Thursday the potential sale of the Chicago Stock Exchange to a Chinese group of investors was blocked. Regulators said that a lack of information of the potential buyers would hamper the regulators to properly monitor the exchange.
Exchange commission staff initially approved the sale of the privately owned exchange but the approval was put on hold for further review. Jay Clayton, a Trump appointee was a main factor of the decision. During the Trump’s campaign, he referenced the Chicago exchange on two occasions citing that it was an example of how jobs and wealth are leaving the US. One could surmise that this action to block the sale was steered by the Trump administration. The commission conducted an investigation regarding the potential owners. The buyers were not able to provide key information the commission requested and they were not willing to provide access to the owner’s books.
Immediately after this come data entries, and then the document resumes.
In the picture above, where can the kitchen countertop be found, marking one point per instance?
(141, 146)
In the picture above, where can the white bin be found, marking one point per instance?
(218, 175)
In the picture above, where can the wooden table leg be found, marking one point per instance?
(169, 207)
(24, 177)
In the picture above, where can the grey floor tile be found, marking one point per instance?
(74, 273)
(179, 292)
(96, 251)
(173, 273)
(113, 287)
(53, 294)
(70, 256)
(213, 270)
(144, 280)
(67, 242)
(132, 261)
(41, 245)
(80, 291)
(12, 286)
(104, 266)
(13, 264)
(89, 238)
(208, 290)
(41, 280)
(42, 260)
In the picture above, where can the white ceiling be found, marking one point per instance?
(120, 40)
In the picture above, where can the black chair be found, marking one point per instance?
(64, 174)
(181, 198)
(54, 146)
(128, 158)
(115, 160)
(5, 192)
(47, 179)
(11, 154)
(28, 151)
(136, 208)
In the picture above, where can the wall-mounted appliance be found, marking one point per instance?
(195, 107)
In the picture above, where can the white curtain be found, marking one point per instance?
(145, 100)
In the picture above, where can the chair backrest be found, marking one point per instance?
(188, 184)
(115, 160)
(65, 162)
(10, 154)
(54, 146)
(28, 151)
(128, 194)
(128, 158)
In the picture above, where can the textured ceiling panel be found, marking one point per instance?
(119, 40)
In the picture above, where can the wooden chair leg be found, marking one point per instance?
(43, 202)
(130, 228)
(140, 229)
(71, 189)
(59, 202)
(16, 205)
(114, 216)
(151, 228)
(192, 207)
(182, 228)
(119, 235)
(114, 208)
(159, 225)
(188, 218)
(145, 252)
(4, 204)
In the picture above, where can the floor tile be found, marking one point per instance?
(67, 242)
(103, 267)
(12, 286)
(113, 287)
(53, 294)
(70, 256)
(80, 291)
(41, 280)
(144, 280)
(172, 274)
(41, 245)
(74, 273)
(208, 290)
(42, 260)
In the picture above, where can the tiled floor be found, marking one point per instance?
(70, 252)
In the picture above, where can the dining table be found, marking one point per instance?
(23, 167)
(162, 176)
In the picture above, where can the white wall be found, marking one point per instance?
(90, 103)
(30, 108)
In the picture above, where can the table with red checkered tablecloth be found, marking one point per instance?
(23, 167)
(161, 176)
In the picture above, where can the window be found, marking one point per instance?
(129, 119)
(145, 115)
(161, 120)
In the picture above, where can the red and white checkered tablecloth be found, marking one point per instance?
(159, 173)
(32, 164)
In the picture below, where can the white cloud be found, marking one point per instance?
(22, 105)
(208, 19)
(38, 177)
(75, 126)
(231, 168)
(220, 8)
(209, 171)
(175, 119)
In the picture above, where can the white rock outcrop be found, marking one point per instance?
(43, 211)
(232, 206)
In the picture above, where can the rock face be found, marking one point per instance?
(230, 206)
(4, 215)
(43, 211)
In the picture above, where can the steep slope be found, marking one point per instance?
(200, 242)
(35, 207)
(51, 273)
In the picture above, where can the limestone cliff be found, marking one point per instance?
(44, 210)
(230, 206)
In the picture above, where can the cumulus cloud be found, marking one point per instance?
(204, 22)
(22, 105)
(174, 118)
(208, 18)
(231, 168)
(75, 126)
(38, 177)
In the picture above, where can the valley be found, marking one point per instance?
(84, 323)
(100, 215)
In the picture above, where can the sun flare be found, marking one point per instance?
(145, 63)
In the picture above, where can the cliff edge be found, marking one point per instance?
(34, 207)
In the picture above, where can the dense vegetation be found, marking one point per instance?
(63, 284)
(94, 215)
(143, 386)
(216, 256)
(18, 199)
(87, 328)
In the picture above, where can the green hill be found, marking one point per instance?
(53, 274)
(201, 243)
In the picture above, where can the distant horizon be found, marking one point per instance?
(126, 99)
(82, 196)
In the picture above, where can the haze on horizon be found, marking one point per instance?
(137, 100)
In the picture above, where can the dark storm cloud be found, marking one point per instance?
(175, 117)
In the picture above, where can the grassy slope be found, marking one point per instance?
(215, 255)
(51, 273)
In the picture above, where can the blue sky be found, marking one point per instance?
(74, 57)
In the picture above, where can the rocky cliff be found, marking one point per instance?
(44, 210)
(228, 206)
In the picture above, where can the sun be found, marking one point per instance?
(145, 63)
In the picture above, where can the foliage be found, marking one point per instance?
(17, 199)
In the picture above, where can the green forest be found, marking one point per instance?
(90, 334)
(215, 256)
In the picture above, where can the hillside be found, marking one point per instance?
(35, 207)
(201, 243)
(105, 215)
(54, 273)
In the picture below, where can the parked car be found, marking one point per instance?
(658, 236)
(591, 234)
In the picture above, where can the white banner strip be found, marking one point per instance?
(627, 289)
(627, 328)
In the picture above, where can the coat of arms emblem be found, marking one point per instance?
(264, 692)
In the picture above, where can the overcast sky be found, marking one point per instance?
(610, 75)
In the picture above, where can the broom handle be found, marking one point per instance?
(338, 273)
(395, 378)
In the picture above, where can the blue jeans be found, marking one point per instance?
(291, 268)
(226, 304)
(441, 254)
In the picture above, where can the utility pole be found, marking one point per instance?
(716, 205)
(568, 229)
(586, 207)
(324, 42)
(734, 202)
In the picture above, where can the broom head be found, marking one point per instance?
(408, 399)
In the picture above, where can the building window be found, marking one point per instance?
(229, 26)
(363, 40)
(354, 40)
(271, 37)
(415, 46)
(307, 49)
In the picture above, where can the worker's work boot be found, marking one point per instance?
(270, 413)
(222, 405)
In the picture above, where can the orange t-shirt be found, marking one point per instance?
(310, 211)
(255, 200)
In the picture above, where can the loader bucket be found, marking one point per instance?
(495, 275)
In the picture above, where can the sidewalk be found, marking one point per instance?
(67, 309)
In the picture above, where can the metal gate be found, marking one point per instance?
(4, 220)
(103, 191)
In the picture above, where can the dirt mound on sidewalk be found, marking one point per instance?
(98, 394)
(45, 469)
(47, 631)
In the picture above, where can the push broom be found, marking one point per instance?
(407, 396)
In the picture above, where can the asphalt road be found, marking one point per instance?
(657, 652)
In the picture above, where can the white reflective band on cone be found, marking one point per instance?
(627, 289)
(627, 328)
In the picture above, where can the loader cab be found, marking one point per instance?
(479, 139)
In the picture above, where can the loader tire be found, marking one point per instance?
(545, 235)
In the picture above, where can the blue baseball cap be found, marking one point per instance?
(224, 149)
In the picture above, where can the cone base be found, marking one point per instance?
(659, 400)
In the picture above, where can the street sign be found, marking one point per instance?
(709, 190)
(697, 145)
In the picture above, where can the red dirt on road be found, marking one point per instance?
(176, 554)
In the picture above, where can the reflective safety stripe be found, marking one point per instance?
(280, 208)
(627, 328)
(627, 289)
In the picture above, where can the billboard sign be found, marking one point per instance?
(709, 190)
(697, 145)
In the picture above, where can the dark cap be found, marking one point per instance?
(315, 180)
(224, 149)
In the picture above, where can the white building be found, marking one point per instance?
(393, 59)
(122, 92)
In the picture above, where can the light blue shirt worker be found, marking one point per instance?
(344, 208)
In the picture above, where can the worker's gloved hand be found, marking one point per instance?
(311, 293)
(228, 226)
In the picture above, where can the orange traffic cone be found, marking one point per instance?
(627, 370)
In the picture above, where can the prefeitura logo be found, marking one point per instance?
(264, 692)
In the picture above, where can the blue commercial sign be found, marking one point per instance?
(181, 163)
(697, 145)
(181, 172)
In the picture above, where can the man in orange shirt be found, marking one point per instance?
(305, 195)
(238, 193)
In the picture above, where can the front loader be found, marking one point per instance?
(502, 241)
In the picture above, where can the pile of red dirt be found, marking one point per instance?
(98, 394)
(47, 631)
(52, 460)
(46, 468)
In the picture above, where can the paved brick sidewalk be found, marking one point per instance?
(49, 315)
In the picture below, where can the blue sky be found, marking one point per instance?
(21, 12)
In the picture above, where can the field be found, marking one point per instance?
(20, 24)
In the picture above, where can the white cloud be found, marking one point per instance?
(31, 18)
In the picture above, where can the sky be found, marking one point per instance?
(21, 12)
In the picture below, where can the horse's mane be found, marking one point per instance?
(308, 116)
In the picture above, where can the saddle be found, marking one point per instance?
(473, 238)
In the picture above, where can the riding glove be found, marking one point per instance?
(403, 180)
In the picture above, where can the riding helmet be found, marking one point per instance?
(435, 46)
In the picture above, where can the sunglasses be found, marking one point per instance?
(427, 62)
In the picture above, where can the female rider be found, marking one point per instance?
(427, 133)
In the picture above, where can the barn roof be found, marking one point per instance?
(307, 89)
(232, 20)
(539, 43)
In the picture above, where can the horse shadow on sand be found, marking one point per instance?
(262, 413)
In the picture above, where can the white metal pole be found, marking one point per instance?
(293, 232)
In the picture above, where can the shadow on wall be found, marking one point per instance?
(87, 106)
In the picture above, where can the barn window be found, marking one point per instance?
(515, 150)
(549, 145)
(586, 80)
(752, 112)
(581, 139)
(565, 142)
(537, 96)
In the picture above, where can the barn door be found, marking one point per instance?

Lawmakers on both side of the aisle criticized the sale on the grounds that it would provide the Chinese government with access to the American financial markets. Also they had concerns over the ability of the commission’s ability to regulate and monitor the exchange with foreign owners.
The potential buyers were led by Chongging Casin Enterprise Group. The offered about $25 million in 2016. The group is a privately held company that invests in real estate development and financial holdings. They deny any affiliation with the Chinese government. The Casin group had long term plans of listing Chinese companies in the US and it had plans of building an exchange in China based on Chicago exchange’s technology.